Re: Better way to work with large TSV files?
by Anonymous Monk on Aug 23, 2013 at 01:18 UTC
    I'm finding that most databases are not happy with these sizes. I use java on the server so I don't know the perl equivalant, but what works for fast access (web application) is to leave the tsv alone, then build binary index files for the queried fields. Each column gets a subdirectory, and each value gets a file which is a list of 64 bit numbers into the original tsv for the corresponding record for that value. If your filesystem can handle it (ext3?) then this works for lots of unique values, and even range searches, and of course you can sort the filenames to get the results back in a certain order. Multi column queries are handled by using the intersection(AND) or union(OR) of a list of pointers.

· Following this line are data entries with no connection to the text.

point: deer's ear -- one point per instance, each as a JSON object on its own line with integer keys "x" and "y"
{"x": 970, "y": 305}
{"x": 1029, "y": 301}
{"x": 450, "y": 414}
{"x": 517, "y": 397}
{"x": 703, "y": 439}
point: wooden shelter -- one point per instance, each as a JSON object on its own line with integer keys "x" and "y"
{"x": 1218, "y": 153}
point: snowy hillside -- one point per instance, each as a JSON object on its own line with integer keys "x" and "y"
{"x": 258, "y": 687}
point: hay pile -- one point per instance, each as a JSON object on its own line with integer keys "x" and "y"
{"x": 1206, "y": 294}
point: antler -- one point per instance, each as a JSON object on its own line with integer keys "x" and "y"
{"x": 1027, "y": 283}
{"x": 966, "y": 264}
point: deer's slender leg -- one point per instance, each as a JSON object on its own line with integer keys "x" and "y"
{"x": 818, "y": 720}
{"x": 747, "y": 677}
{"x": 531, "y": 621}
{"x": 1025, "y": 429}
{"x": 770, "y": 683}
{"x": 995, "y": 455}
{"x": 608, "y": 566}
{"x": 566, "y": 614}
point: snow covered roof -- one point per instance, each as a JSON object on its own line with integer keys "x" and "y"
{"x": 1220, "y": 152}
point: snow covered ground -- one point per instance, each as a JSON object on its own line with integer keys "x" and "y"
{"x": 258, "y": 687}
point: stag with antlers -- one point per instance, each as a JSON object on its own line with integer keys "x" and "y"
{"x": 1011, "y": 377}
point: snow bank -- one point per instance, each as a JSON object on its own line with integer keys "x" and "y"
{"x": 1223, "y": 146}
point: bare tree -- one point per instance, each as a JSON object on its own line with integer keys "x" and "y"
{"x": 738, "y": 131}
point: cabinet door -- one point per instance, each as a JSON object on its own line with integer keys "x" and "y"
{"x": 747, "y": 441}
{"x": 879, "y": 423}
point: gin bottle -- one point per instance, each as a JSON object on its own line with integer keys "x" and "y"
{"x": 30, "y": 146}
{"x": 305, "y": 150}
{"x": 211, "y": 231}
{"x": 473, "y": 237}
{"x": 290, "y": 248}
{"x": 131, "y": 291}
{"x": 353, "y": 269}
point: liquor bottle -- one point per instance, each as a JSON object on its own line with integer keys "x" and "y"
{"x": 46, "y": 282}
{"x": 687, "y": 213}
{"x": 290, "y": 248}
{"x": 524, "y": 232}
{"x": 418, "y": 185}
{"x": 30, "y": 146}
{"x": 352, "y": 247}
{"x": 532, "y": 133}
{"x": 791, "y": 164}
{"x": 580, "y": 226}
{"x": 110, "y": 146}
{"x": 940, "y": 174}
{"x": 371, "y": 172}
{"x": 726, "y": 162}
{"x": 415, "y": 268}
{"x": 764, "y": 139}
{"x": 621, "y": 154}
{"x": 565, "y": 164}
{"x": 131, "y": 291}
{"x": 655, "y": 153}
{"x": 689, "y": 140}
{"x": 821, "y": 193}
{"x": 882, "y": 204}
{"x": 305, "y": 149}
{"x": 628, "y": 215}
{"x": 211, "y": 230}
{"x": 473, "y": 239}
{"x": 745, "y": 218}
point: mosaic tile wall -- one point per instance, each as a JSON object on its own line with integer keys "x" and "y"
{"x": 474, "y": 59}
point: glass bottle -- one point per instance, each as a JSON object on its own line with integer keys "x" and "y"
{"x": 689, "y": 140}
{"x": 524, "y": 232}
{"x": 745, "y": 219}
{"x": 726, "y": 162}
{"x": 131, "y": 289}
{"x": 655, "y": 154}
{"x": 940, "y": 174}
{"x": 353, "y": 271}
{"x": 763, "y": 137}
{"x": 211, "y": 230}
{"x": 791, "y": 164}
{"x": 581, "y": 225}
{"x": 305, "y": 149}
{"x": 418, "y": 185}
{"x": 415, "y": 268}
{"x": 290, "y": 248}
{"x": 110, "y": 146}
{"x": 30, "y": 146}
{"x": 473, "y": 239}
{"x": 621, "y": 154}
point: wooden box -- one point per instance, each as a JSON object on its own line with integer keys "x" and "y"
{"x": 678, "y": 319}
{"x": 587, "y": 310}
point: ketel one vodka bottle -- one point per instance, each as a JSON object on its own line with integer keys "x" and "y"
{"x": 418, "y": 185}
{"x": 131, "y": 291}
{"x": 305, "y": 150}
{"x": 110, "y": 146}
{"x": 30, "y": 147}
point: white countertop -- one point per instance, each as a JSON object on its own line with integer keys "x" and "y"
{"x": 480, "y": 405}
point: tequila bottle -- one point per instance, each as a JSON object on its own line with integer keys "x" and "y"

Putting a little effort into figuring out which column/value is the smallest for a starting point helps with AND. Once you have your final list of pointers, you can use randomaccessfile and fetch the corresponding records quickly and add them to the response. I know this sounds like building from scratch, but search engines use a similiar technique. And I have spent far less time doing it the right way than softening my head on various dbms's and related nuances. And it is very memory friendly and fast. This works well for query applications, and I rebuild 7 column indexes on a 20gig tsv file and it is good to go, so putting up an updated tsv is fairly trivial too.